A história é digna de um roteiro cinematográfico. No dia 1º de outubro de 2009, o jornal ‘O Estado de São Paulo’ trouxe uma reportagem mostrando trechos de uma prova que seria aplicada para 4,1 milhões de estudantes dali a dois dias, no final de semana. Este era o início de um dos maiores escândalos da história da educação brasileira: o vazamento das provas do Enem.
Criada pelo Instituto Nacional de Estudos e Pesquisas Educacionais Anísio Teixeira (Inep), o Enem tem como objetivo avaliar o desempenho do Ensino Médio no Brasil, além de servir como porta de entrada para inúmeras universidades dentro e fora do país.
O conteúdo das provas foi oferecido para uma repórter dor jornal por telefone. Quem oferecia o material eram funcionários temporários da gráfica Plural, responsável pela impressão do material. Os criminosos furtaram um exemplar de cada dia da avaliação, denunciando uma grande falha no esquema de segurança vendido pelo consórcio responsável pela avaliação, o Connasel. Na época, o estelionatários queriam R$ 500 mil pelas prova completa.

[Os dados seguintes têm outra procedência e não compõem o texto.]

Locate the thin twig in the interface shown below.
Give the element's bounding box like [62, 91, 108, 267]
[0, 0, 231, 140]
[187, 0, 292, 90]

A jornalista não aceitou pagar o valor, mas conseguiu memorizar detalhes de algumas questões ao folhear a prova em um encontro com os criminosos. As poucas informações foram suficientes para ter a confirmação do então ministro da Educação, Fernando Haddad, de que o documento era o original.
Felipe Pradella, Gregory Camillo Craid, Filipe Ribeiro Barbosa e Marcelo Sena Freitas foram condenados, mas nenhum deles chegou a cumprir a pena. Como todos eram réus primários, ainda aguardam julgamento em segunda instância, dez anos após o crime.
Clima estranho
Em 2009, a avaliação era muito aguardada porque traria um novo formato, com 180 questões de múltipla escolha e o sistema TRI para cálculo da nota, além da redação.
Naquele ano, a estudante de Psicologia Gabrieli Mello prestou o Exame com a intenção de ingressar no curso de Jornalismo. Ela lembra que: diferente dos outros anos, o Enem já estava “dando o que falar” mesmo antes do vazamento. “Quando saiu a divulgação dos lugares, todo mundo foi designado para um lugar bem longe. Quando a prova do Enem vazou, todo mundo comentou que ‘alguma coisa estava errada’ mesmo. Todo dia chegávamos na escola em busca de novas notícias”, lembra.
“Eu não abri mão de fazer a prova depois, mas fui desacreditada. Muitos amigos desistiram”, conta. A prova, cancelada, foi reaplicada nos dias 5 e 6 de dezembro do mesmo ano.
De acordo com a professora Larissa Coppini, que ministrava aulas de Português em um colégio da rede particular na época, a notícia não deixou os docentes tão inseguros. “Depois do que aconteceu em 2009, a gente passou a confiar mais na prova e acreditar que, a partir de 2010, a segurança seria reforçada. Gosto muito da prova e o fato dela não ser uma avaliação de ‘decoreba’. O Enem vai além disso.”
Principais mudanças
A primeira mudança que aconteceu após o roubo do exame foi a contratação de empresas especialistas para cada etapa. Na época, uma empresa escolhida por meio de licitação terceirizava os serviços. Em 2009, por exemplo, foi o Connasel que contratou a gráfica Plural – local em que o crime aconteceu.
Atualmente a Fundação Cesgranrio e a FGV cuidam da aplicação da prova; os Correios são os responsáveis pela a distribuição do Exame; e a gráfica Valid S.A. é quem imprime as mais de 10 milhões de avaliações – todas personalizadas, já que desde 2017 cada prova, cartão de resposta e redação levam o nome e dados pessoais de cada participante também como medida de segurança.
Nos últimos anos, todos os candidatos passaram a ter que se identificar através da impressão digital, colhida no início da prova. Cada sala também tem um aparelho detector de ondas magnéticas para identificar o uso de aparelhos eletrônicos durante a avaliação.
Os ajustes para melhorar a segurança são feitos até hoje. De acordo com o presidente substituto do Inep, Camilo Mussi, uma das principais mudanças para o ano de 2019 é a tolerância zero com o toque de celular – mesmo que ele esteja no saco plástico lacrado distribuído no início da prova. “Se o candidato deixar o celular desligado, mesmo dentro do saco, e o alarme ou ligação tocar: isso o elimina automaticamente. Foi uma determinação da Polícia Federal que o Inep acatou”, explica.
Todas essas medidas funcionam como redutoras de risco para evitar que vazamentos como o de 2009 aconteçam a prejudiquem os milhões de candidatos mais uma vez.